Happy Tuesday! It’s quiet and grey here on the left side of the Bay (well, when facing Oakland — but who isn’t facing Oakland?) — how is it where you are? The birds are waking slowly; I think they’re not quite convinced of daytime yet.
~~ ~~ ~~ ~~ ~~
You know what’s coming up next around Writing Ourselves Whole, right? Everything kicks off the second full week of June: our 8 week workshops (Write Whole for women survivors of sexual violence — this one’s about fully registered — and Declaring Our Erotic, open to LGBT/SGL/queer folks of all genders) and the next Writing the Flood, on June 18! Got some resolutions for Pride month around being truer to your fierce, creative self? Come join us!
~~ ~~ ~~ ~~ ~~
This morning I’m thinking about listening — and, of course, puppies. I’m learning to listen to Sophie, just like she’s learning to listen to me. We are practicing hearing each other, testing out what happens when we do. She communicates differently from other dogs that I’ve lived with, at least so far. There’s a way in which she’s been both herself and an instantiation of the other dogs in my life, all at the same time, since she’s been living with us — and slowly, as I get to know her better, as she herself becomes more known to me, that sense of being a representation or a placeholder for another animal begins to fade. I can hear her better for herself, just as she is, rather than listening for how my other dogs used to communicate with me. This is a moment to moment practice, and it’s both exhausting and wonderful.
Don’t we have to do this all the time, with animals, yes, but with people, too? You remind me of someone I used to know, and so it takes me awhile to quit expecting you to act and sound like them; it takes me awhile to really listen to you: to how you speak, to how you act, to how your youness manifests in the world.
And then, of course, there’s the learning, the every-day practice, of learning to listen to self — and the work required to become gentle enough to say yes to deep self longings.
This weekend, at the Reclaiming Our Erotic Story workshop, we did this exercise: Begin writing from the phrase, “If I listened to my body…”

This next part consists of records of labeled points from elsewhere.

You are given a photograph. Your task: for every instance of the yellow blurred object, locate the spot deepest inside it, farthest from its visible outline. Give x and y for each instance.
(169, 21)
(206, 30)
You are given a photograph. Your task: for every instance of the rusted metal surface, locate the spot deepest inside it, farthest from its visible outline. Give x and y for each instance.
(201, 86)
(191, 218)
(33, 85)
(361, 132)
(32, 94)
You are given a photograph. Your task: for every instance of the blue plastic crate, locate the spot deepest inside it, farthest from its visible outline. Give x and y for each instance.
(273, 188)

And if you want to take some time with this one this morning, 10 or 15 minutes, remember to change up those pronouns if that makes the prompt more interesting for you: if he listened to his body, if she listened to hers, if you listened to her body, etc…
This was my response during the write:
If I listened to my body, this wreckage would begin to pool away, would slim first heavy then thinning from my shoulders, all the iron bars would falter, then break — if I listened. If I stepped aside, traded ears for armor, if I took the stories in. If I let you ask in all your nighttime longing and I shut aside the worry, the need to sleep or work, the heavy heartbreak or old aches that every relationship accumulates like jewelry, if I closed those thoughts into a warm room with iced tea and good conversation, if I just listened to the quick thud of my heart in my belly, the soft pearling beginning beneath and between, would yes slip more easily from my lips? If I could nuance my way through old panic and just let the body live its now, just here have your skin and mine speaking in filamented blessings, if yes were not tangled in a thicket of terrible history, if I weren’t still so glossed by the anvil glamour of no, would we ride hard and fast into more muscle-achey mornings, would I have more days when I had to keep a scarf around my neck at work?

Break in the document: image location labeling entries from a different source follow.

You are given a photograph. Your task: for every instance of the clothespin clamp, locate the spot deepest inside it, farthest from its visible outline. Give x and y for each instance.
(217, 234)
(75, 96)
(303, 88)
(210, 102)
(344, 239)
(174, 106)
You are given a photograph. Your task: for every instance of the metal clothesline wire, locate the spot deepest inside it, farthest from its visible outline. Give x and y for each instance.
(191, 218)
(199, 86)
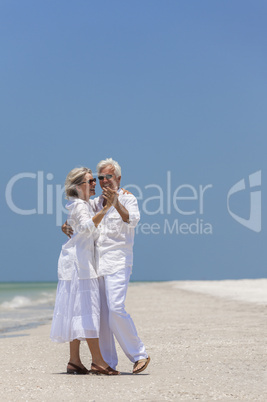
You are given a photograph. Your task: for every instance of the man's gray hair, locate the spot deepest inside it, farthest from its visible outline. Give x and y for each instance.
(109, 162)
(74, 178)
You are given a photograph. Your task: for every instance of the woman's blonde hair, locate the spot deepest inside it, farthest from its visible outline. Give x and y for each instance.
(74, 178)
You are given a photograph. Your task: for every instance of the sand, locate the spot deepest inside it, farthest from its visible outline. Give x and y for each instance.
(202, 347)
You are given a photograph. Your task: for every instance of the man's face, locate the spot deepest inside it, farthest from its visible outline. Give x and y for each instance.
(113, 182)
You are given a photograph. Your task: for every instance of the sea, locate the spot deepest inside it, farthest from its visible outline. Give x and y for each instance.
(25, 305)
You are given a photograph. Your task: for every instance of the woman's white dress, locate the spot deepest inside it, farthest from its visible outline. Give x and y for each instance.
(77, 306)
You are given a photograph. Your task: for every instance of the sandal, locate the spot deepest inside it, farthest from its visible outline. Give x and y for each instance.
(76, 369)
(142, 368)
(95, 369)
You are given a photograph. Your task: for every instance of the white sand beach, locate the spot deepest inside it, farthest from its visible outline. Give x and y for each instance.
(207, 341)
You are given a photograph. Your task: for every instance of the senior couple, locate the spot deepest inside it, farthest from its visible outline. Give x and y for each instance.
(94, 269)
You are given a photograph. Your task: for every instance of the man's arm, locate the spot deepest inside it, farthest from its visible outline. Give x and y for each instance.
(67, 229)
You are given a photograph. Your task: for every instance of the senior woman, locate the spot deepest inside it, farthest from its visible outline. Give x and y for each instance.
(77, 308)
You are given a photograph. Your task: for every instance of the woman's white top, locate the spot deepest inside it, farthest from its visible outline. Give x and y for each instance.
(78, 252)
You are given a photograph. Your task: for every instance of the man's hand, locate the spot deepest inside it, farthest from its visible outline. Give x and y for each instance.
(67, 229)
(125, 191)
(111, 196)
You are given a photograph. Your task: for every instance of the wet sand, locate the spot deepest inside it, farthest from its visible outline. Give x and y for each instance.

If I listened, there would be more massage and dance — and don’t I slip into the passive voice there — because who would put on the tall shoes and take those steps on behalf of this one brave and resilient body, whose scars lie invisible and brazen in her underbelly and along her breasts? This body, who wrestles deep with every angry wind, this tenacious tired body who has been strung up like a live wire on red velvet alert for so many years and now would just like to recede into something like mo(u)rning and good rest, into something like day — this body, that carries pleasure in her cervices like it belongs there, this body with the taste of chocolate and bitter greens between the teeth, and the taste of salt and moon everywhere else, this body with its tensions and knots, this body is screaming is howling just wants me to put down my book and listen, like a little sister: play with me. And what keeps me from saying yes? What breaks open like a geode when I do — glittery, dusty, unfathomably faceted, and unable to close up again?
Thanks for all the times you keep listening, to the hard stuff inside and even, yes, to the easy, gorgeous, fun stuff. Thanks for your strong, knowing words.